Several companies create an inside-out customer-first culture for their business. It’s a difficult trait but here are some points to help you get started:
- Map your customer’s journey
Your customer may visit your store and buy the product online or shop from your app. To do this, they may have either watched your TV commercial, heard about you on the radio, read about you in the papers or seen a social recommendation from a friend. In the era of omni-channel marketing, you’ll have to cross align channels with the phase your customer is in to see if each channel is working optimally.
The steps in the sales funnel for eCommerce include Discover, Explore, Gain Interest, Purchase intent, actual purchase and after sales support.
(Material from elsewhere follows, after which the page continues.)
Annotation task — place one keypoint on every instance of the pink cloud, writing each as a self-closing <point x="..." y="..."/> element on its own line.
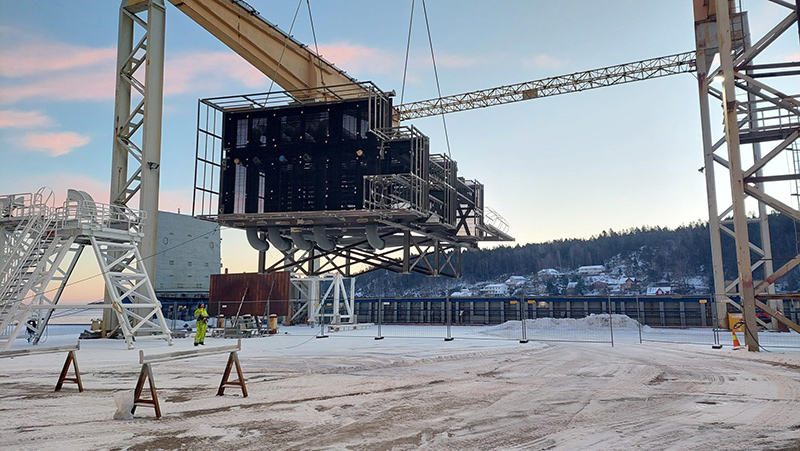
<point x="56" y="144"/>
<point x="93" y="85"/>
<point x="23" y="119"/>
<point x="37" y="58"/>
When a customer reads about you on social media, they could be any one of the above phases. You’ll have to step back to see if your social messages are catering to customers in each segment equally.
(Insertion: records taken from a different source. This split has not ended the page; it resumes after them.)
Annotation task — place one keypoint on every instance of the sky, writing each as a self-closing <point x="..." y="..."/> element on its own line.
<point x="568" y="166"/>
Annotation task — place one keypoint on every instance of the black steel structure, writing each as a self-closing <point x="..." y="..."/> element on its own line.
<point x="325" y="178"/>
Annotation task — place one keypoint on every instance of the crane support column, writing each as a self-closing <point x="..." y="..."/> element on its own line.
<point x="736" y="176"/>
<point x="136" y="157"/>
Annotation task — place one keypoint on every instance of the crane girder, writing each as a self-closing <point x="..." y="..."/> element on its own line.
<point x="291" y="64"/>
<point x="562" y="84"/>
- Listen to uncover insights
Survey tools have evolved over the years to go beyond the simple Google form. Instead, they now pop up at the right stage in a customer’s journey to gather valuable feedback. The only caveat is that you need to be able to ask the right questions.
If you ask your customer what they think of a new product line you’ve launched, you’ll probably get many answers that you want to hear depending on how you’ve framed the question. Instead, if you actually look for purchase patterns and interpret analytical data, you’ll get to know what your customers are actually doing. Listening to these patterns will allow you to tweak your product offering.
- Leave assumptions in the hallway
Even if your eCommerce business is successful, there is always room for improvement. There is always the issue of cart abandonment. You’ll still have to figure why only a fraction of your traffic goes on to become your customer and what happens to the rest.
The only real way to get your answers is to speak to the customer. You’ll have to zero in on a group, go in without fixed questions and let them do the talking while you walk away with insights that can be converted into action points.
- Go beyond heat maps
The analytics heat maps from your eCommerce website tends to show you a rough picture of where your customers are looking. But what does it tell you about their real time navigational choices? How are they examining products and charting their decision making journey. Which part of the cart is throwing people off? Are the taxes or shipping charges coming as a surprise? Are people unable to use their coupon code? Is your payment gateway (link) working as it promised?
To know answers to such questions observe how customers work in a focus group rather than just historic data.
Conclusion: After connecting data points with individual behaviour, the ongoing thing that you need to do is keep talking to your customers and check for feedback. The proactive approach to understanding your customer will be the difference between you and your nearest competitor.